It's your data. Your privacy. Your choice.
That was the message Assemblyman Ed Chau, D-Monterey Park, delivered this week to a state Senate committee examining legislation that would limit what Internet service providers in California could do with customer data.
“People should be in control of their own personal data. And that privacy should not be a luxury reserved for those who can afford it,” Chau said of his bill.
His measure, AB 375, would require ISPs to allow customers to give their consent for the use, sale and sharing of their personal information. It would also prohibit so-called pay-for-privacy practices and ban penalties on customers who do not consent to unnecessary uses.
The bill is an attempt by Chau to build upon Internet privacy rules proposed at the federal level last year by the Federal Communications Commission but blocked this spring by Congress — a move Chau described as a “betrayal of every Californian’s right to privacy.”
Chau’s effort has drawn praise from consumer and privacy advocates but criticism from business and ISPs, including cable and telephone companies who argue that they have a vested interest in protecting their customers’ privacy and providing a service they can trust.
“There is no existing gap today in privacy protections for consumers,” said Bernie Orozco, vice president of governmental affairs for the California Cable and Telecommunications Association. “We have all committed to protecting our consumers’ privacy.”
There is also a dispute on whether state and federal law already provides the protections Californians need when it comes to their online personal information, and both sides sought to make their case Tuesday before the Senate Energy, Utilities and Communication Committee.
Jon Leibowitz, a former chairman of the Federal Trade Commission who testified in opposition, described Chau’s bill as “well-intentioned, but one that does nothing to protect user privacy."
Specifically, he argued that the FCC already has the statutory authority it needs to bring cases against ISPs if they do not protect customer information or engage in unjust or unreasonable practices. In California, the attorney general can hold ISPs accountable for unlawful, unfair or fraudulent business acts or practices against companies that break their commitments to customers or those that share sensitive data.
“If an ISP violates its privacy commitments or if it just decides to drop privacy commitments entirely and sell consumer information to the highest bidder, it would be in violation of existing law,” Leibowitz said.
Supporters of Chau’s bill and the blocked FCC rules say consumers want and deserve more explicit laws governing the use of their personal information, especially because many internet users have just one or two providers to choose from when shopping for a broadband provider.
Scott Jordan, the former chief technology officer for the Federal Communications Commission under the Obama administration, said the commission’s rules received more than 250,000 comments, largely in support because consumers were frustrated with their lack of control.
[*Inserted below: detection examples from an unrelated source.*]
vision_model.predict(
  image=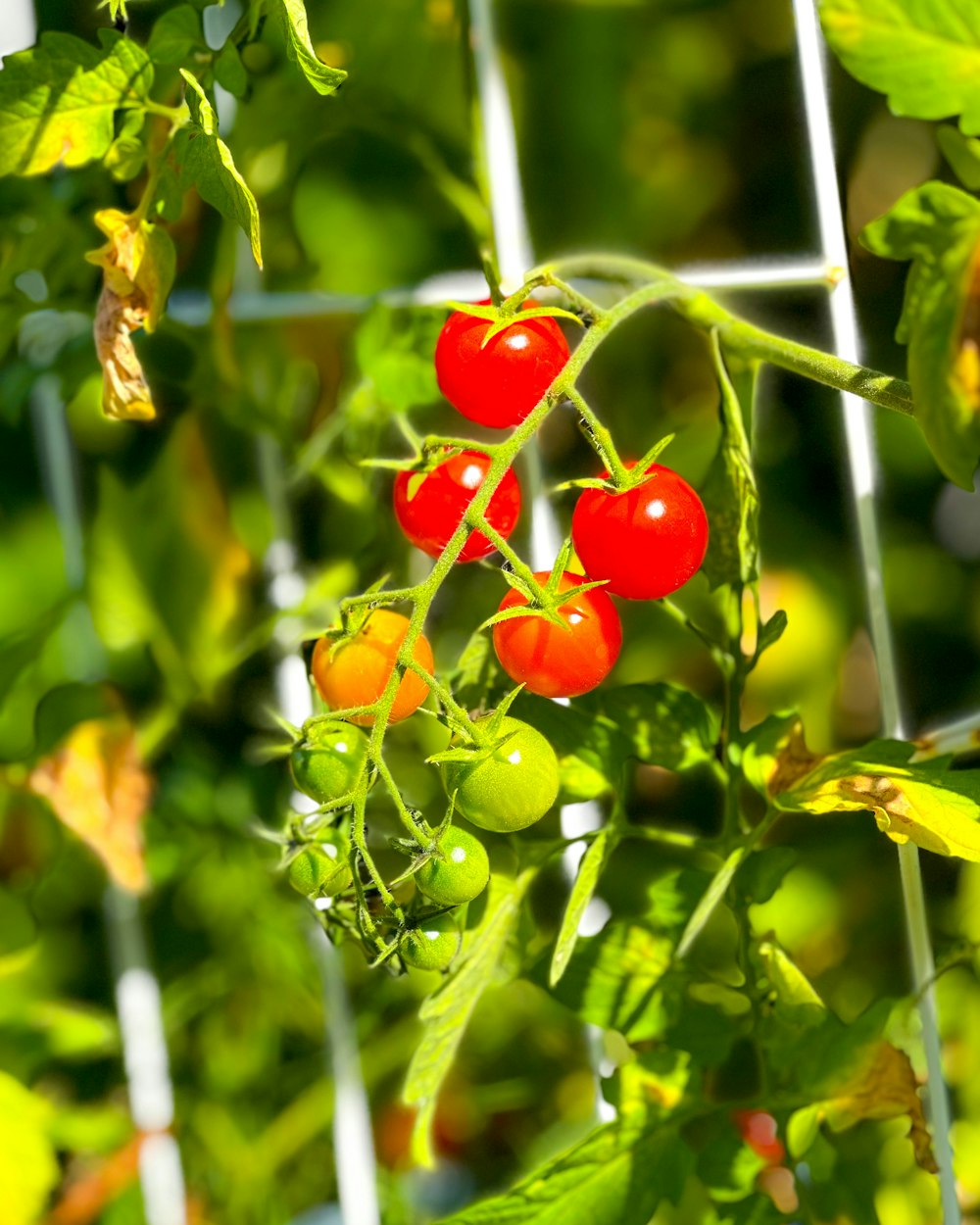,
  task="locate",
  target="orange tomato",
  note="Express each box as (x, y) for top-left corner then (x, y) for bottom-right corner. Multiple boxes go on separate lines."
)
(313, 609), (435, 728)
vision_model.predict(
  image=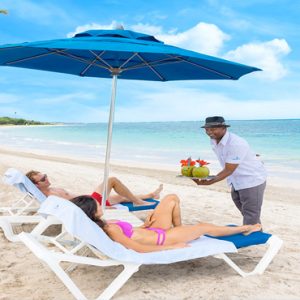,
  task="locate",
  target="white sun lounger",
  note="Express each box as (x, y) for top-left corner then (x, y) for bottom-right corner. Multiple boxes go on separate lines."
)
(0, 168), (128, 242)
(19, 196), (281, 299)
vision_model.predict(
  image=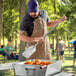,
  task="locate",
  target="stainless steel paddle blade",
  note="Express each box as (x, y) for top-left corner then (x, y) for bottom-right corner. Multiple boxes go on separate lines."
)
(22, 20), (61, 58)
(22, 46), (36, 59)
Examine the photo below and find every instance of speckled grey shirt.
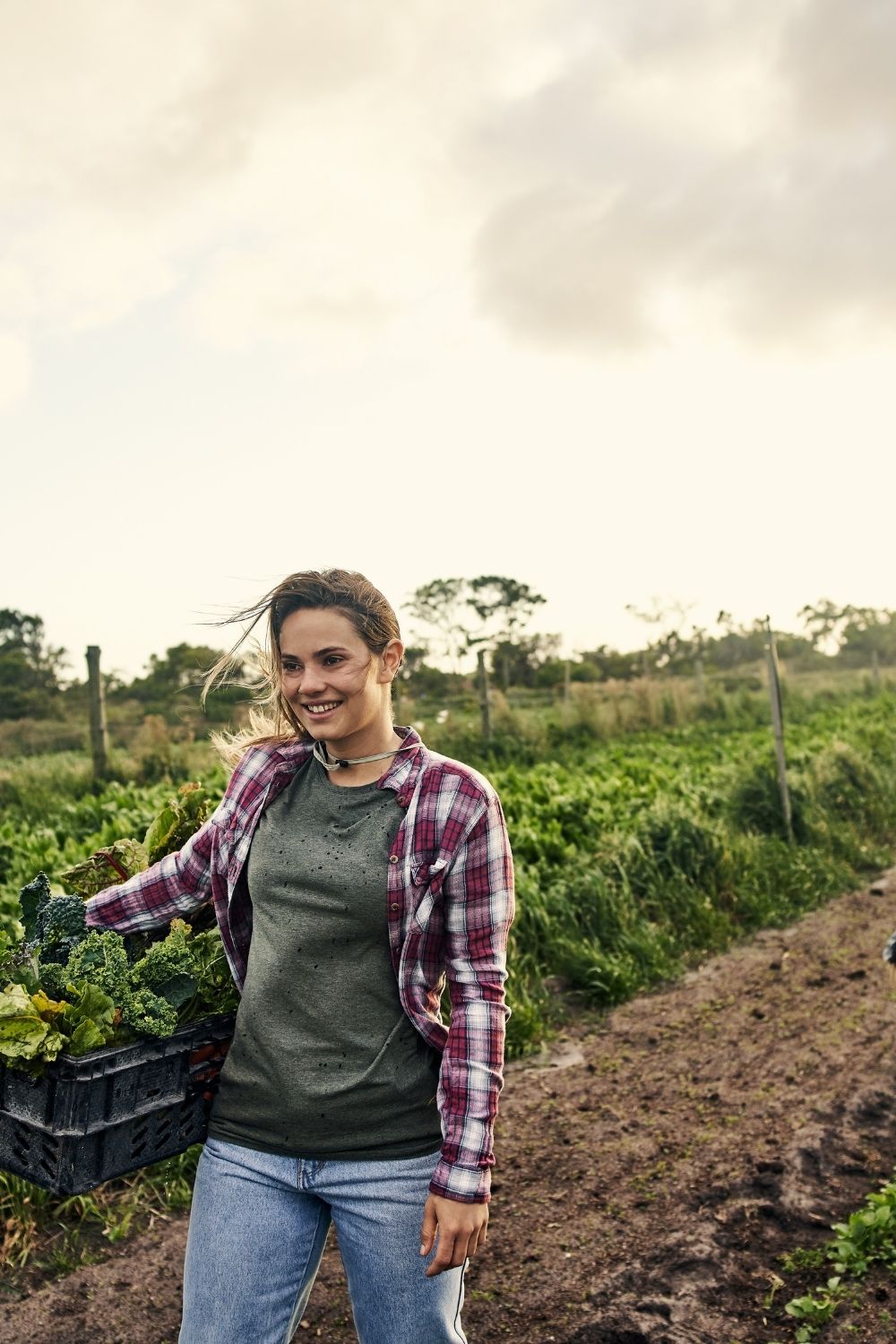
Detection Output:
[208,758,442,1160]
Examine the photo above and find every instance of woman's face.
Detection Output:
[280,609,403,745]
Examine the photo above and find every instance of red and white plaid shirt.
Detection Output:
[87,728,513,1203]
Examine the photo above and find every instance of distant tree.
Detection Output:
[626,599,705,674]
[406,580,469,672]
[839,607,896,667]
[492,634,563,690]
[799,597,855,653]
[0,607,65,719]
[570,644,642,682]
[398,644,462,699]
[468,574,547,691]
[407,574,546,685]
[114,644,250,722]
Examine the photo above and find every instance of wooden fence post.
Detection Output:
[766,616,794,844]
[476,650,492,742]
[87,644,108,780]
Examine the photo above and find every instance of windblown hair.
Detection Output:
[202,570,401,766]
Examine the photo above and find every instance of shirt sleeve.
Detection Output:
[86,814,218,933]
[430,793,514,1203]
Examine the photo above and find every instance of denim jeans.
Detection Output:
[178,1139,466,1344]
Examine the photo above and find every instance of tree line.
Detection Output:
[0,574,896,722]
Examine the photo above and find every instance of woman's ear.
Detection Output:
[379,640,404,682]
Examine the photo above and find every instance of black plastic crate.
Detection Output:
[0,1012,237,1195]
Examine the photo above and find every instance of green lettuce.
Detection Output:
[143,782,212,865]
[58,840,149,909]
[0,986,65,1073]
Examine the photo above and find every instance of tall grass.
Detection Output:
[492,695,896,1054]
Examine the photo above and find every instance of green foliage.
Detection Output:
[782,1176,896,1344]
[130,919,199,1008]
[122,989,177,1037]
[40,897,87,964]
[0,984,65,1070]
[143,782,212,866]
[19,873,49,943]
[65,929,130,1008]
[59,840,149,900]
[0,607,65,719]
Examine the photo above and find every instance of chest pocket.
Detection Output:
[411,859,449,929]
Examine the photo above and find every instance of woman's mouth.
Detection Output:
[302,701,342,719]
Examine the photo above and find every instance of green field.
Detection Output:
[0,685,896,1287]
[0,693,896,1056]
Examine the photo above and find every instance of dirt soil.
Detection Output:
[0,870,896,1344]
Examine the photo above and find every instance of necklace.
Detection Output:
[312,742,418,771]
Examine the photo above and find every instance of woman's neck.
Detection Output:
[321,726,401,789]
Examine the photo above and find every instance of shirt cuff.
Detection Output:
[430,1158,492,1204]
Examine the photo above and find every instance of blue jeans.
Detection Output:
[178,1139,466,1344]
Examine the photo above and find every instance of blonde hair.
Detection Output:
[202,569,401,766]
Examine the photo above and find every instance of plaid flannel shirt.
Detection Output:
[87,728,513,1203]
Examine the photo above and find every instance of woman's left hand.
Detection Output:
[420,1195,489,1279]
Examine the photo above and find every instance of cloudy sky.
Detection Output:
[0,0,896,675]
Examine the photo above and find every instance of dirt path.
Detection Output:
[0,870,896,1344]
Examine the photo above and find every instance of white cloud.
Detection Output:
[469,0,896,347]
[0,332,30,410]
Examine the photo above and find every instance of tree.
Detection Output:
[407,580,469,672]
[492,634,563,690]
[110,644,248,722]
[466,574,547,691]
[839,607,896,667]
[0,607,65,719]
[799,597,855,652]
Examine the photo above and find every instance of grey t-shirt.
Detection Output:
[208,758,442,1160]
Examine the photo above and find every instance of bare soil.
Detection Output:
[0,870,896,1344]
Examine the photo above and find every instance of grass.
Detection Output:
[0,1144,202,1295]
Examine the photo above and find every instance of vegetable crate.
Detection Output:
[0,1012,237,1195]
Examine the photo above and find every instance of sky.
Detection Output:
[0,0,896,676]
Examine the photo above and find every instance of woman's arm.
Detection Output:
[430,792,514,1203]
[86,814,218,933]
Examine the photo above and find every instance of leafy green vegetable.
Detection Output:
[19,873,49,943]
[62,980,116,1055]
[143,781,212,866]
[0,986,65,1072]
[65,929,130,1008]
[39,897,87,962]
[130,919,197,1008]
[122,989,180,1037]
[59,840,149,900]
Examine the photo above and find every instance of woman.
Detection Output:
[87,570,513,1344]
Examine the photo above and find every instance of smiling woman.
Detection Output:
[87,570,513,1344]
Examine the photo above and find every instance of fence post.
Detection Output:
[476,650,492,742]
[766,616,794,844]
[87,644,108,780]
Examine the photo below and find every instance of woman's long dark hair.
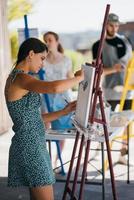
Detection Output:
[15,38,48,65]
[43,31,64,53]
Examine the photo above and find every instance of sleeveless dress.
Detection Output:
[6,69,55,187]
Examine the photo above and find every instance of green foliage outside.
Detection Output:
[7,0,35,62]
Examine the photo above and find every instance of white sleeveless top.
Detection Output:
[43,56,72,81]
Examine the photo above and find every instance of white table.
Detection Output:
[46,111,134,200]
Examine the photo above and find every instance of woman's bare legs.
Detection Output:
[29,189,36,200]
[30,185,54,200]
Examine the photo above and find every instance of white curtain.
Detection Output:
[0,0,11,134]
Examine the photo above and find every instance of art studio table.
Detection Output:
[46,110,134,200]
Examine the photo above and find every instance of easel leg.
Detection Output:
[71,135,85,199]
[79,140,91,200]
[99,91,117,200]
[101,142,105,200]
[127,124,131,184]
[62,132,80,200]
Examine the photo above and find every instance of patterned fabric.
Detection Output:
[7,69,55,187]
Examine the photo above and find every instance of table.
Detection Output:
[46,110,134,200]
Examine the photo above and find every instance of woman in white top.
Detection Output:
[43,31,73,169]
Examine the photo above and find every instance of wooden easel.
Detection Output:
[62,5,117,200]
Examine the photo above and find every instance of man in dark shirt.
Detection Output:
[92,13,132,110]
[92,13,132,165]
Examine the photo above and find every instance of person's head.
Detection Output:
[106,13,120,38]
[16,38,48,72]
[43,31,64,53]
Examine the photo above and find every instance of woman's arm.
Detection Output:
[42,101,76,123]
[15,70,84,93]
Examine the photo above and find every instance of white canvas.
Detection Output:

Nineteen other states have taken steps to enact the privacy rules, according to the Electronic Frontier Foundation, one of more than 25 civil rights, consumer advocacy, technology and nonprofit groups that support Chau’s bill.
California lawmakers appear poised to add the nation’s most populous state to the list, citing the unique ability of ISPs to track a person’s online browsing and location. The energy committee approved Chau’s bill by a 9-1 vote.
“This can reveal highly sensitive information about you, including personal or sexual activities, political or religious interests, health or financial problems, and more,” said Chau, who chairs the Assembly Committee on Privacy and Consumer Protection. “Coupled with your cellphone’s geotechnology, this trove of data about you can include where you go and what you do all day every day.
“And that,” Chau added, “should make us all more than just a little bit nervous.”